Sasol’s BEE deal – named Inzalo, a Zulu word signifying new life and new beginning – will give black South Africans either indirect or direct ownership, or both, of the company’s issued share capital, with full economic and voting rights. The breakdown of the 10% share is 4% to black Sasol employees, 3% to black South African investors, 1.5% to a Sasol Foundation initiative, and 1.5% to selected empowerment participants.

The Broad-Based Black Economic Empowerment Act of 2004 rates companies’ BEE level in four areas: black ownership and control; black management; human resource development and employment equity; and indirect empowerment – preferential procurement from empowered suppliers, enterprise development, and corporate social investment.

Black empowerment is widely accepted in South Africa as a pragmatic policy to fix the economic damage of apartheid, by bringing the black majority into the mainstream economy. From 1948 the apartheid government, by force and law, purposefully excluded African, Indian and coloured people – collectively known as “black people” – from any meaningful participation in the economy. The resulting economic distortions sent gross domestic product (GDP) growth falling to around zero in the 1970s, rising to an average and sluggish 3.4% in the 1980s.

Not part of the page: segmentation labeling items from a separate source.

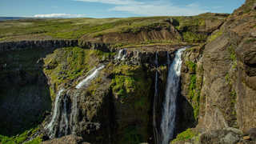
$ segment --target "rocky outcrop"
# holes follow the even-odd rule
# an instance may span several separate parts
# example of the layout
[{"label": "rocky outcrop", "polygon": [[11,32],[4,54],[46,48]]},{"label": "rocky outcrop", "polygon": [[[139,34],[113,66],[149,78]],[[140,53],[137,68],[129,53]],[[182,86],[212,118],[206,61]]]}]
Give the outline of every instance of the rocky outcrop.
[{"label": "rocky outcrop", "polygon": [[58,49],[62,47],[79,46],[85,49],[100,50],[109,52],[112,50],[107,43],[95,43],[91,42],[65,39],[54,40],[30,40],[30,41],[14,41],[0,42],[0,52],[10,50],[21,50],[27,49]]},{"label": "rocky outcrop", "polygon": [[[256,125],[254,2],[247,0],[208,38],[206,45],[192,47],[183,55],[182,95],[198,119],[198,125],[190,126],[205,133],[202,143],[254,143],[242,140],[242,134],[234,138],[221,130],[234,127],[246,132]],[[186,114],[187,109],[181,110]],[[225,140],[231,137],[239,141]]]},{"label": "rocky outcrop", "polygon": [[67,135],[60,138],[54,138],[52,140],[42,142],[42,144],[90,144],[89,142],[82,142],[82,137],[75,135]]},{"label": "rocky outcrop", "polygon": [[6,42],[0,43],[0,52],[23,49],[51,49],[69,46],[77,46],[78,40],[43,40],[43,41],[20,41]]}]

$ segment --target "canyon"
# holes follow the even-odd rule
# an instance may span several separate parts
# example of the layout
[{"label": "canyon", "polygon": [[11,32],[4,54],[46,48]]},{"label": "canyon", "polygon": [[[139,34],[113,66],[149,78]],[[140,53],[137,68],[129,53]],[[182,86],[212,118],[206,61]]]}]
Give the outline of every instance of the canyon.
[{"label": "canyon", "polygon": [[0,143],[255,143],[255,3],[139,27],[2,30]]}]

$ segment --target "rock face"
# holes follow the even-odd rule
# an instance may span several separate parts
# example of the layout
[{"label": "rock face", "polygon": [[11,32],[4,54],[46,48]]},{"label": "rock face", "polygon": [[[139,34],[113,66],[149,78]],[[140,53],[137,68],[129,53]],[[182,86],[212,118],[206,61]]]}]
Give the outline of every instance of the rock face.
[{"label": "rock face", "polygon": [[200,124],[207,130],[238,126],[246,130],[255,126],[253,118],[256,105],[253,99],[256,91],[251,86],[255,85],[253,79],[256,47],[255,41],[250,40],[254,38],[246,33],[255,30],[247,28],[251,22],[255,25],[255,11],[237,15],[251,2],[246,1],[231,14],[220,28],[223,34],[206,45],[205,78],[201,93],[206,97],[206,113]]},{"label": "rock face", "polygon": [[82,138],[67,135],[60,138],[54,138],[52,140],[43,142],[42,144],[90,144],[89,142],[82,142]]},{"label": "rock face", "polygon": [[[201,134],[175,142],[252,143],[255,130],[250,128],[256,127],[254,4],[247,0],[224,23],[223,19],[167,19],[164,26],[85,35],[82,39],[86,41],[0,43],[0,122],[4,122],[0,134],[19,134],[44,120],[38,135],[53,138],[45,143],[154,143],[153,117],[159,129],[167,54],[173,58],[182,46],[130,46],[118,51],[110,43],[170,40],[202,42],[184,51],[175,130],[176,135],[196,127]],[[102,66],[93,81],[78,88]],[[248,130],[250,138],[243,139],[241,130]]]},{"label": "rock face", "polygon": [[[187,64],[185,62],[182,68],[182,95],[193,107],[198,122],[194,126],[200,133],[206,132],[206,139],[214,138],[216,134],[213,134],[222,129],[235,127],[245,132],[255,127],[254,3],[254,1],[247,0],[208,38],[206,45],[192,47],[183,55],[183,62]],[[181,113],[188,117],[190,110],[183,105]],[[236,143],[238,139],[240,143],[252,142],[222,132],[223,138],[216,137],[214,141],[202,143]]]}]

Since the end of apartheid in 1994, macroeconomic reform and other policies, including BEE, have seen South Africa’s GDP growth rate – with some hiccups – steadily increase. GDP rose by 2.7% in 2001, 3.7% in 2002, 3.1% in 2003, 4.9% in 2004, 5% in 2005, 5.4% in 2006 and 5.1% in 2007.

Funding the deal

The flurry of initial BEE deals in the late 1990s exposed two gaps in the existing policy: it tended to only benefit the already wealthy black elite, and financing the ownership component tended to be tricky.

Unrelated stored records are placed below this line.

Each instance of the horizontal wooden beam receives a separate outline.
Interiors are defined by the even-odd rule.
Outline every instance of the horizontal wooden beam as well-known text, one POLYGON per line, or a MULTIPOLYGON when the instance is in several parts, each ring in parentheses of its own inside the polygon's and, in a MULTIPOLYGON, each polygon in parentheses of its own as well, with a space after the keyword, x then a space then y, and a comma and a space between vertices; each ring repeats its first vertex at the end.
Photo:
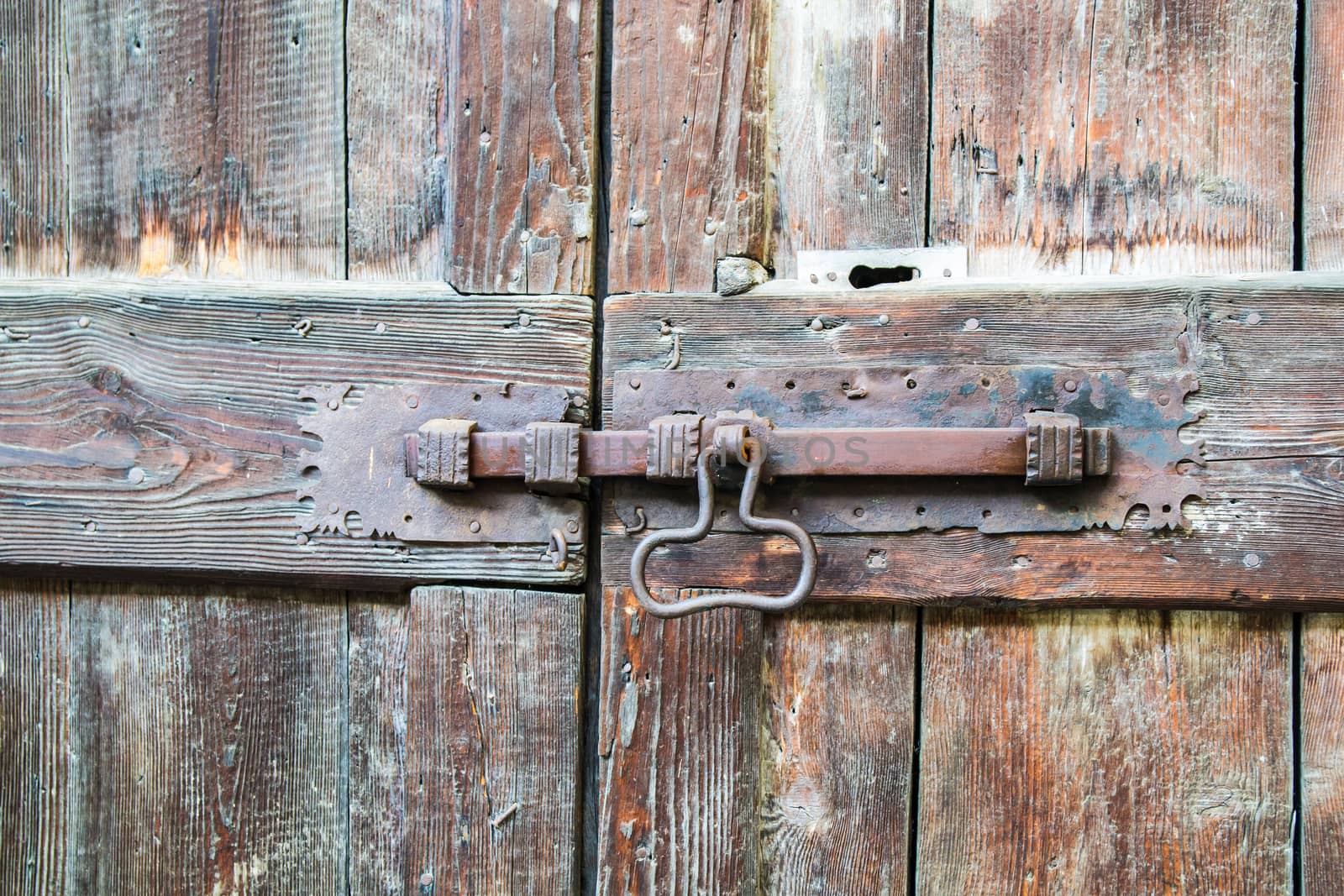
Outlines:
MULTIPOLYGON (((1344 606, 1344 275, 964 281, 828 294, 620 296, 605 305, 603 410, 620 371, 1058 364, 1132 384, 1192 371, 1183 430, 1204 439, 1191 531, 817 539, 821 599, 1075 606, 1344 606), (817 325, 820 321, 820 326, 817 325)), ((770 486, 763 486, 769 493, 770 486)), ((859 498, 862 496, 856 496, 859 498)), ((628 582, 641 533, 603 520, 605 582, 628 582)), ((664 525, 649 513, 648 525, 664 525)), ((782 592, 786 540, 732 532, 660 551, 661 588, 782 592)))
POLYGON ((0 283, 0 564, 401 587, 573 584, 543 544, 301 531, 305 387, 590 395, 593 301, 433 283, 0 283))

Sasol’s Inzalo is part of a new breed of broad-based BEE deal that closes both gaps: the company is to issue shares worth R350 000 ($43 320) to each of its 14 500 black staff, funding the issue in its entirety. Black managers will get shares worth R1-million ($132 700) to R2-million ($247 700), depending on their seniority. Significantly, the deal doesn’t include any of South Africa’s big black business personalities.

The staff offering is also geared to retaining skilled black managers and technicians.

“We want to encourage investors to stay in for the full 10 years,” said Christine Ramon, Sasol’s chief financial officer. “Sasol is a long-term investment, with great growth opportunities.”

Sasol’s public share offer aims to attract between 100 000 and 200 000 new black investors. Making up 3% of the deal, it has been designed to meet the needs of a range of South African shareholders, from individuals, companies, partnerships and trusts, to informal groups such as stokvels – widespread community-based money-saving schemes – as well as church groups and families.

The investor shares will be offered at an 11% discount, down to R366 from the R410 closing price of 18 March.

The Sasol Inzalo Foundation will focus on developing critical skills in maths, science and technology.

“This Foundation is an extension of Sasol’s long-standing tradition of giving back to the community through, among others, artisan training programmes, bursaries, cooperation agreements with tertiary institutions and other sponsorships,” said Sasol executive director Nolitha Fakude.